Specializes in Critical Care, ED, Cath lab, CTPAC,Trauma.

Very recently I became a professional patient and spent 10 months hospitalized. Part of that time was on life support in critical condition from Sepsis. While I understand all about being busy as I have been a critical care and ER nurse for 38 years...mouth care AND feet care is important to the patient and to their recovery.

At my first hospital in ICU I received very little of the creature comforts. Yes...I was sick and been sick for an extended period of time at home (long story)....from high level O2 on a partial non-rebreather and being so ill, the roof of my mouth was crusted and painful. My nose also suffered and was crusted shut. My lips were cracked, dry, and bleeding. I would try to peel off this caked cement, AKA mucous, off the roof of my mouth in sheets. I was saved when my sister arrived from Chicago (also a nurse) and she took care of my mouth. My feet were weird. They were peeling as well in long sheets of dead skin. No one cared. It made me feel degraded and embarrassed.

At the other hospital I was transferred to...they cared. A warm wash cloth before meals, a back rub, a new pillow case at hs went a long way. I don't remember much from my ICU stay but after extubation (which I don't remember either) the first thing I remember was getting my hair washed by my nurse and 2 CNA's with real warm water and shampoo with a quick blow dry. I can't tel you how good that felt....I felt....human.

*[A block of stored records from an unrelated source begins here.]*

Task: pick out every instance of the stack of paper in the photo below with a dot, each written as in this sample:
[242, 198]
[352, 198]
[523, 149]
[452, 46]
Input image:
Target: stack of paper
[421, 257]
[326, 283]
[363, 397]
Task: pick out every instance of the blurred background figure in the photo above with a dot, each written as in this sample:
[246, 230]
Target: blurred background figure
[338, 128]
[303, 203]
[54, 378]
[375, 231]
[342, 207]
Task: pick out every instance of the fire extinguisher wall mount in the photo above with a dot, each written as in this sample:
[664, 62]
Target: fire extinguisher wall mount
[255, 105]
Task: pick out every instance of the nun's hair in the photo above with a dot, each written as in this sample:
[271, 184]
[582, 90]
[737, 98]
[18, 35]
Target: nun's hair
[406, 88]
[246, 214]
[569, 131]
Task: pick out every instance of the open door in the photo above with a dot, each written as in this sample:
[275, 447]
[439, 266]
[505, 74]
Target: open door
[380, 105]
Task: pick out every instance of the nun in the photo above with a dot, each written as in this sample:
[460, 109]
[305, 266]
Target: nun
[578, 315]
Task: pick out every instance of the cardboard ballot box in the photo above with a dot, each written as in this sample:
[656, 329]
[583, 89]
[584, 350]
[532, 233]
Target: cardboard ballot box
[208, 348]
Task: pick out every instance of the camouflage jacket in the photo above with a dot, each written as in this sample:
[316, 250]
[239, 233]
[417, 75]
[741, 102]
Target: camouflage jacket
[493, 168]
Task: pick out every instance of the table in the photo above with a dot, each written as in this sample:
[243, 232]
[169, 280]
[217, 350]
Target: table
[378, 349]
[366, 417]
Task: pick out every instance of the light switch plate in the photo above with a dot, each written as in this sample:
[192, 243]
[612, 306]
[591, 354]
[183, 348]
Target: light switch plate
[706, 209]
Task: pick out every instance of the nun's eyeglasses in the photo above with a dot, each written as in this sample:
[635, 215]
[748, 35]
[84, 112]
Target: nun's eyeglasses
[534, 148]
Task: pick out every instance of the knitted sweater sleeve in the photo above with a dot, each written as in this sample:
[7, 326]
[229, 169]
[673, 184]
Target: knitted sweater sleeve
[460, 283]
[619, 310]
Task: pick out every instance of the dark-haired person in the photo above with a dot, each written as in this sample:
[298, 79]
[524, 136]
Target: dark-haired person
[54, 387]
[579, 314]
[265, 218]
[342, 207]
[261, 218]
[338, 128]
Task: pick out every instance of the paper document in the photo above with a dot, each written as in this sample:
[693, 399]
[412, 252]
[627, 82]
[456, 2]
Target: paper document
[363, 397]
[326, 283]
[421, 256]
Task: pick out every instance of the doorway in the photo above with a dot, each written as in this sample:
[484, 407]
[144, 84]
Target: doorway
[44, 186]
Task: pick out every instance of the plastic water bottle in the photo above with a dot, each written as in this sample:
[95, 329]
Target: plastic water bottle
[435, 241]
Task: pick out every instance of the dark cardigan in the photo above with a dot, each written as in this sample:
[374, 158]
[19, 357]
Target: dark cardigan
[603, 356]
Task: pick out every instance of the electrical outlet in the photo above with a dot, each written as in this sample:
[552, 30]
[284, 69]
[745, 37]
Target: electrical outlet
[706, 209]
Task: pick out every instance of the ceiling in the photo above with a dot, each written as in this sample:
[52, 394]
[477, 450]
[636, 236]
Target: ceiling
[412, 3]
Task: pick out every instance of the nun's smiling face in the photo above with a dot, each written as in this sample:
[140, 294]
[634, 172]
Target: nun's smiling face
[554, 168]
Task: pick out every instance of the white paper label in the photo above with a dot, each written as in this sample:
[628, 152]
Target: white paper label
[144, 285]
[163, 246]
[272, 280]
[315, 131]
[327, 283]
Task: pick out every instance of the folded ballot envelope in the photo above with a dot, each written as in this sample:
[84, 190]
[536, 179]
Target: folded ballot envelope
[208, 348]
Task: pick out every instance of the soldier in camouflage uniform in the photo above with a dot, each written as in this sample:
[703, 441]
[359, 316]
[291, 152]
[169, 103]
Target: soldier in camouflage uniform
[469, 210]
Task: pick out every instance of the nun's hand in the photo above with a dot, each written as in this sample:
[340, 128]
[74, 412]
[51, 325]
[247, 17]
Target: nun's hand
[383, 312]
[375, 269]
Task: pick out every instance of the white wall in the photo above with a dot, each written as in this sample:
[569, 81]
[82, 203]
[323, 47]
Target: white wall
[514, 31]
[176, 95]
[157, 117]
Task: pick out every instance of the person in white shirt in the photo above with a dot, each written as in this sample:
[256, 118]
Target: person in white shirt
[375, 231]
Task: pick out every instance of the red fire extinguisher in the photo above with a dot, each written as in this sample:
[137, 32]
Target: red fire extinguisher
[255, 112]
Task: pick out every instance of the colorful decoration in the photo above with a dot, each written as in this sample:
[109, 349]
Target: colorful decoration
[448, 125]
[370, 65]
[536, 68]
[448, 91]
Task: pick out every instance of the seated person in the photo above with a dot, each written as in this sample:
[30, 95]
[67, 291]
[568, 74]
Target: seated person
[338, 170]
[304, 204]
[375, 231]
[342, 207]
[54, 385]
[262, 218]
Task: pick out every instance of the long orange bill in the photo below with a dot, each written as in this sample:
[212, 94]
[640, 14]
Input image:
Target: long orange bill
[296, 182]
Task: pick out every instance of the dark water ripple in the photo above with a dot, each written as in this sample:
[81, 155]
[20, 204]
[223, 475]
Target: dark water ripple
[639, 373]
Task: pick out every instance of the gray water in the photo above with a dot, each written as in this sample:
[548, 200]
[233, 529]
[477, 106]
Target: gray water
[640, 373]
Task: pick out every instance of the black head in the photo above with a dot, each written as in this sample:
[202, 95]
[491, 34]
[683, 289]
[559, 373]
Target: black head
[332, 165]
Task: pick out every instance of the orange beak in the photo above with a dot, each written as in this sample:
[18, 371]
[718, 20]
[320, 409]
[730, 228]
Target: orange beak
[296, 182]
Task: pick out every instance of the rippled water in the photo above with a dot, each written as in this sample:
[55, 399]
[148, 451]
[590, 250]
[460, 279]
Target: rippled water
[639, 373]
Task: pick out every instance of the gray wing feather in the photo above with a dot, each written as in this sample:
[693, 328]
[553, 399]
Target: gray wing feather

I was that nurse who would miss a regular length lunch for a shave, a hair wash, or a good back rub. I never realized how important it was for the little things.

While it might not save your patients life it will make them feel human.

Specializes in EMS, LTC, Sub-acute Rehab.

The mouth is the first front line barrier against disease without a doubt. The foot is what gets you from A to B. I learned this long before nursing. I'll sacrifice my time to provide this care in the fashion you described, but we're essentially falling on own swords to do so.

Often Pts are compromised on both ends of this spectrum waaay before they set foot in the facility. While it's never too late for education, self care should always be the first line of defense.

Total Pt care only exists in a world of rainbows, unicorns, and the kumbaya songs that administration sings. As longs as profits are valued more than nursing care, it's the nature of the beast and should be expected when care falls short.

Anything else is just romanticizing the self martyrdom of nursing, as others have described. It ultimately serves no one, especially the next Pt in line, when good nurses are burnt out and jaded, 'life boat politics' are disguised as 'time management'.